Well considering there are no drivers for a ps3 to tb hook up I think the hardware got confuzzled...the rest I don't know but you probably shouldn't go around hooking your phone up to things if there aren't drivers that support it.

Sent from my ADR6400L using Tapatalk


----------



## meblah741 (Jul 26, 2011)

It's never happened before and I've done it over a dozen times. It just acts like an external hdd when you plug it in. I doubt it has anything to do with drivers.


----------



## monky_1 (Aug 26, 2011)

H'm never thought it was my ps3 my files like the camera pictures were gone. And some music folders as while.


----------



## meblah741 (Jul 26, 2011)

You know I didn't even think about checking my music until you mentioned it. I *think * all my music is still there but at this pint I am not sure. I guess I will need to run another recovery tonight to see if those files were deleted.


----------



## monky_1 (Aug 26, 2011)

4 albums were deleted. :/ but all my music is on folder. I've noticed when you have an album or songs goes for videos and pictures on the ps3 also. The ps3 saves another folder. If you have a song or album you connect via USB. And you tell the ps3 to copy to your phone. It'll put a dictionary called 'MUSIC' OR 'PICTURES' etc. From now on I'm going to connect my ps3 to my phone via Media server. To see if its actually the ps3 deleting the files.
Add me on ps3  SGTcuddleaKITTEN
Yes I lost a bet with my girlfriend.. people think Im a women -__-


----------



## meblah741 (Jul 26, 2011)

When I get home I'll look for the two programs I got. They were both free so if it happens again you can recover them







I'll add you to ps3 as well.


----------



## meblah741 (Jul 26, 2011)

@monky_1
I used Pandora recovery and Recuva. Both can be downloaded from CNET and are free.


----------



## monky_1 (Aug 26, 2011)

Sweet thanks!!


----------



## avlfive (Jun 6, 2011)

meblah741 said:


> @monky_1
> I used Pandora recovery and Recuva. Both can be downloaded from CNET and are free.

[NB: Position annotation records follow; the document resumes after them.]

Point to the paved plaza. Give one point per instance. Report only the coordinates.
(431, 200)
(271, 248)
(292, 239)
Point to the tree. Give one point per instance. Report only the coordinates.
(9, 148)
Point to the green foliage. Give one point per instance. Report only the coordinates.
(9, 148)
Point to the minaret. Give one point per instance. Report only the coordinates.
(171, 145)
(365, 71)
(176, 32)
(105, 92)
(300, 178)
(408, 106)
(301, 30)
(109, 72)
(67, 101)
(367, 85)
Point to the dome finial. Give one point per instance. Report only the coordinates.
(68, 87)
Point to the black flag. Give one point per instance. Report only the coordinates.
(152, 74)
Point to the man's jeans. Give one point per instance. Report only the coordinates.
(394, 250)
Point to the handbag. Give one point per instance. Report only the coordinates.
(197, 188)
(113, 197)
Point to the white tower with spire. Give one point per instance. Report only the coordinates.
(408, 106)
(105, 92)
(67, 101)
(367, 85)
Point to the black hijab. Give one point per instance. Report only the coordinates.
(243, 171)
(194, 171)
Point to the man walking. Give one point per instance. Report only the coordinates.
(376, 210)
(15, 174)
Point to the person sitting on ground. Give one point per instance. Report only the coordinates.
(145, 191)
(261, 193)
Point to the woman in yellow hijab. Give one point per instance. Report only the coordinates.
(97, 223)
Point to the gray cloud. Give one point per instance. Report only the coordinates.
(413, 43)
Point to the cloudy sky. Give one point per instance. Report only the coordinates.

Same thing happened to me about a year ago, I used this and got it all back.


----------



## meblah741 (Jul 26, 2011)

Did you have any pics that were halfway recovered? Like the pic started to come up but then there is a big gray block where the pic wasn't recovered. If that even makes sense lol.


----------



## corey1138 (Aug 8, 2011)

I had the same thing happen to me on a GB rom a few months ago. I recovered alot but lost half my pics and most of the recovered file names lost their first letter. Since then I set the auto upload photos thing in Google plus. I can replace everything else.


----------



## meblah741 (Jul 26, 2011)

I think I am going to do the same thing. It's funny how those pictures become priceless even if they are totally random.









It's also weird because once recovered my computer will start to show the full image while I'm scrolling and waiting for it to load. Then when it's loaded half the picture is grayed out or has funky lines going through it.


----------



## Breezer23 (Jun 11, 2011)

Just happened to me. Extremely annoying.


----------



## meblah741 (Jul 26, 2011)

That sucks. Was your phone connected via USB? I would use those recovery programs asap before the sectors get overwritten.


----------